How rural Preston could cash in on staycations
Rural Preston could position itself to take advantage of a staycation boom as holidaymakers rethink their travel plans during the ongoing coronavirus pandemic.
That is the assessment of a planning agent who has worked on a series of holiday chalet developments to the north of the city.
Jake Salisbury is currently representing an applicant who wants to build four timber cabins on land off Button Street near Whitechapel.
Last month, the go-ahead was given for seven such units on nearby Bleasdale Road, with another development of five chalets planned for neighbouring Otters Den – two of which are already available.
Mr. Salisbury said that the leisure clients he represents across the country are reporting a boom in bookings – and he believes that the area around the Forest of Bowland is particularly well-placed to become a holiday-at-home hotspot.

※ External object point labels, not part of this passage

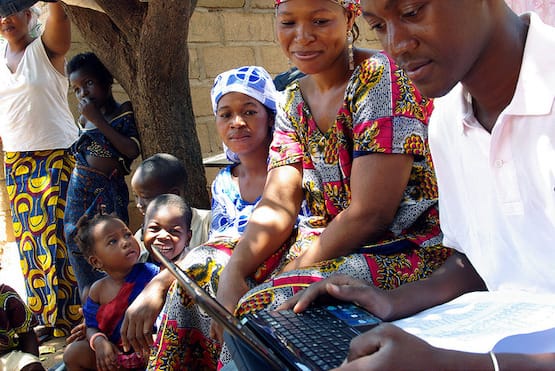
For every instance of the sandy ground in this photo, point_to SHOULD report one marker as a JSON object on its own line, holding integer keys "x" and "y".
{"x": 51, "y": 352}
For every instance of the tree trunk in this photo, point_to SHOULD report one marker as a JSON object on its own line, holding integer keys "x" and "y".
{"x": 144, "y": 45}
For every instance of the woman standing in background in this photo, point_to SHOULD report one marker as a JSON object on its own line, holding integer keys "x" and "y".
{"x": 37, "y": 129}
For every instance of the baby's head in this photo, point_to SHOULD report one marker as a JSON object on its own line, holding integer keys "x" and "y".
{"x": 107, "y": 243}
{"x": 167, "y": 225}
{"x": 159, "y": 174}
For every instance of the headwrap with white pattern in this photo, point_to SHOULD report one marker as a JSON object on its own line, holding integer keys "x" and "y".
{"x": 253, "y": 81}
{"x": 353, "y": 5}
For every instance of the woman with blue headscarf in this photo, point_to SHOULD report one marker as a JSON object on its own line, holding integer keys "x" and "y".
{"x": 244, "y": 104}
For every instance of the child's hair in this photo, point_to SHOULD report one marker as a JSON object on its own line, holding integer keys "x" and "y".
{"x": 169, "y": 200}
{"x": 90, "y": 62}
{"x": 84, "y": 238}
{"x": 167, "y": 170}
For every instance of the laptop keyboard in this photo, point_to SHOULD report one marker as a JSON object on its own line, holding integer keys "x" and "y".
{"x": 314, "y": 334}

“The devastating impacts of the coronavirus have caused lots of individuals, particularly families, to rethink their summer holiday plans – and, more significantly, their weekend city breaks.
“Looking at Lancashire – and particularly the Forest of Bowland – this presents a completely unique opportunity to target an entirely new client base that would never have considered a rural chalet holiday.

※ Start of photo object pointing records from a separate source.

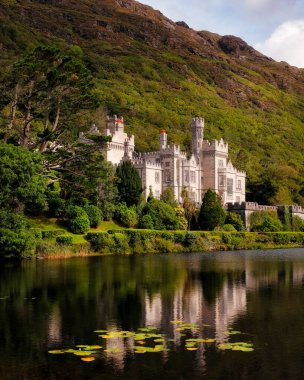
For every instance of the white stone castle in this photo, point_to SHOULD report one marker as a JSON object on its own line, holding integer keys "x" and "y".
{"x": 207, "y": 168}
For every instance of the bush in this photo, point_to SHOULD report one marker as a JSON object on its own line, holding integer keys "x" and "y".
{"x": 50, "y": 234}
{"x": 126, "y": 216}
{"x": 235, "y": 220}
{"x": 16, "y": 238}
{"x": 228, "y": 227}
{"x": 78, "y": 220}
{"x": 64, "y": 240}
{"x": 94, "y": 215}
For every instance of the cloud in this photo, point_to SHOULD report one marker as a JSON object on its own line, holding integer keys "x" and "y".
{"x": 286, "y": 43}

“Hopefully, the guests that do come will fall in love with Lancashire’s countryside and our traditional pubs and restaurants. I think we have lots to offer in Lancashire, we just need to ensure that we make the most of this opportunity,” added Mr. Salisbury of Garstang-based Graham Anthony Associates.
The Button Street application, which has this week been lodged with Preston City Council, proposes a mix of one and two-bedroomed cabins, provisionally based on a design by the chalet manufacturer Norwegian Log.
However, the Local Democracy Reporting Service understands that exact styles are yet to be decided and the application relates simply to the principle of using the land for holiday dwellings.
If approved, the chalets will be managed by the nearby Fairhurst bungalow.
Planning documents state that recent planting will offer screening for the development, which will also be landscaped.
There will be a parking space for each of the units, which will be laid out in an arc formation.